Probing Hairy Kerr Black Holes through Quasi-Periodic Oscillations I: A study based on the kinematic models

TL;DR

This study investigates hairy Kerr black holes' horizon structures and their impact on high-frequency quasi-periodic oscillations, aiming to constrain their parameters and compare theoretical models with observational data.

Contribution

It introduces a detailed analysis of hairy Kerr black holes' horizon features and their influence on HFQPOs, providing new constraints on their parameter space and model suitability.

Findings

Unique horizon features not seen in Kerr black holes.

Constraints on hairy black hole parameters from HFQPO data.

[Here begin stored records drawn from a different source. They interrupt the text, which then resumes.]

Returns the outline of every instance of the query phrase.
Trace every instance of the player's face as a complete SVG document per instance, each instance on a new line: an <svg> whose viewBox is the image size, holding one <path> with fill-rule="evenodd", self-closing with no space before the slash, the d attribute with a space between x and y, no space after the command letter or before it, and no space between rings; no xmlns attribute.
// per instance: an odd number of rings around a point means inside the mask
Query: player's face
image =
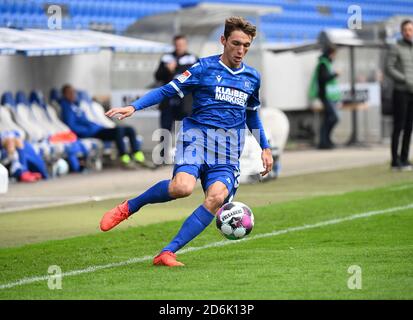
<svg viewBox="0 0 413 320"><path fill-rule="evenodd" d="M407 23L402 30L403 38L406 40L413 39L413 23Z"/></svg>
<svg viewBox="0 0 413 320"><path fill-rule="evenodd" d="M76 101L76 91L72 87L69 87L65 90L64 97L70 102Z"/></svg>
<svg viewBox="0 0 413 320"><path fill-rule="evenodd" d="M252 37L241 30L233 31L228 38L221 36L224 46L222 60L231 68L238 68L247 54L252 42Z"/></svg>
<svg viewBox="0 0 413 320"><path fill-rule="evenodd" d="M182 56L188 50L188 42L185 38L175 40L175 52L177 56Z"/></svg>

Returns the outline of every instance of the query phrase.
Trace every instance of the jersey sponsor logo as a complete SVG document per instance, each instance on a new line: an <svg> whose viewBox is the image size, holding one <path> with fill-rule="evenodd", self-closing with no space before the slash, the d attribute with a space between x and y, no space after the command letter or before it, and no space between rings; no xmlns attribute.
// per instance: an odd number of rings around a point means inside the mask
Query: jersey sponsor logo
<svg viewBox="0 0 413 320"><path fill-rule="evenodd" d="M215 100L226 101L244 107L248 100L248 94L236 89L216 86Z"/></svg>
<svg viewBox="0 0 413 320"><path fill-rule="evenodd" d="M217 75L217 81L221 82L222 77L220 75Z"/></svg>
<svg viewBox="0 0 413 320"><path fill-rule="evenodd" d="M192 73L190 73L188 70L186 70L184 73L182 73L177 79L180 83L184 83L188 78L192 76Z"/></svg>

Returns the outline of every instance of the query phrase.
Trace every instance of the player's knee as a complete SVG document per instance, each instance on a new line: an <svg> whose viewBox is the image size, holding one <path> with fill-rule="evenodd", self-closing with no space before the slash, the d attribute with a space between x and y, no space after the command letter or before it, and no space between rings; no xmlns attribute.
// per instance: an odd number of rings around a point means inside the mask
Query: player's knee
<svg viewBox="0 0 413 320"><path fill-rule="evenodd" d="M185 198L192 194L193 187L181 183L172 183L169 189L169 193L174 198Z"/></svg>
<svg viewBox="0 0 413 320"><path fill-rule="evenodd" d="M225 196L222 193L210 194L206 197L204 206L215 214L217 210L223 205Z"/></svg>

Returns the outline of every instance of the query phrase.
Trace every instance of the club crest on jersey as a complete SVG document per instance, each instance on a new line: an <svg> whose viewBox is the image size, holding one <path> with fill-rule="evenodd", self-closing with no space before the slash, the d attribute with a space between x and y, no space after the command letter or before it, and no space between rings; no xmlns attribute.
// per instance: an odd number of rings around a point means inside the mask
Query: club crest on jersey
<svg viewBox="0 0 413 320"><path fill-rule="evenodd" d="M225 88L221 86L215 87L215 100L226 101L244 107L247 103L247 99L248 94L245 92L233 88Z"/></svg>
<svg viewBox="0 0 413 320"><path fill-rule="evenodd" d="M251 82L249 82L248 80L245 80L244 87L245 87L245 89L250 89L251 88Z"/></svg>
<svg viewBox="0 0 413 320"><path fill-rule="evenodd" d="M220 75L217 75L217 81L221 82L222 77Z"/></svg>
<svg viewBox="0 0 413 320"><path fill-rule="evenodd" d="M184 83L190 76L192 76L192 73L186 70L177 79L180 83Z"/></svg>

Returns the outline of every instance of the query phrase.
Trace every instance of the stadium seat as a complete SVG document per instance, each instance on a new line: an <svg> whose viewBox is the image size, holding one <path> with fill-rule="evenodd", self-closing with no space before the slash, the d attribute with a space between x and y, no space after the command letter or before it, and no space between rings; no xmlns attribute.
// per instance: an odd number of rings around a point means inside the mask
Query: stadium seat
<svg viewBox="0 0 413 320"><path fill-rule="evenodd" d="M5 102L5 104L14 104L14 102ZM0 128L1 130L10 130L10 131L16 131L19 133L19 136L22 137L22 139L26 138L26 133L24 130L17 125L12 117L11 111L9 108L7 108L5 105L2 104L0 105Z"/></svg>
<svg viewBox="0 0 413 320"><path fill-rule="evenodd" d="M50 89L49 103L53 107L53 109L56 111L57 116L60 118L62 114L62 110L60 108L59 99L60 99L59 90L57 90L56 88Z"/></svg>
<svg viewBox="0 0 413 320"><path fill-rule="evenodd" d="M51 121L51 118L47 113L46 106L43 106L43 101L38 92L32 91L30 93L29 104L36 121L40 123L49 134L55 134L61 131L60 128L55 126Z"/></svg>
<svg viewBox="0 0 413 320"><path fill-rule="evenodd" d="M16 122L26 131L29 140L38 142L47 138L46 132L43 128L38 127L30 109L28 107L28 100L24 92L18 91L16 94L16 104L12 108Z"/></svg>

Relativistic Precession Model is less suitable than Tidal Disruption Model for some sources.

Abstract

Black hole (BH) solutions endowed with nontrivial scalar or matter fields - commonly known as hairy black holes - have attracted significant interest in recent years. They admit extra parameters beyond mass, charge, and angular momentum, leading to a richer phenomenology. Characterizing their allowed parameter space is therefore crucial, especially in light of the available data from electromagnetic and gravitational-wave observations. The rotating hairy black hole solutions studied here are inspired by the gravitational decoupling method and satisfy the Einstein field equations with a conserved energy-momentum tensor that respects the strong energy conditions (SECs). We explore in detail the horizon structure of such black holes and report for the first time certain unique features, not observed in Kerr BHs. We investigate the sensitivity of the hairy parameters on the fundamental frequencies associated with the motion of matter in the hairy Kerr spacetime, and compare them with the Kerr scenario. The theoretical models aimed to explain the observed high-frequency observations (HFQPOs) in BHs are associated with the fundamental frequencies. Hence, such a study enables us to constrain the parameter space of the hairy Kerr spacetime by comparing the model-dependent HFQPO frequencies with the available observations. By comparing the kinematic models of HFQPOs with the observations of six BH sources, we report the most favored parameter space for each of these BHs. Our analysis also provides a framework to discern the most suitable model for each of these sources. Interestingly, even with the present precision of the data, the Relativistic Precession Model seems to be less suitable compared to the Tidal Disruption Model for the sources GRO J1655-40 and XTE J1859+226. The implications are discussed.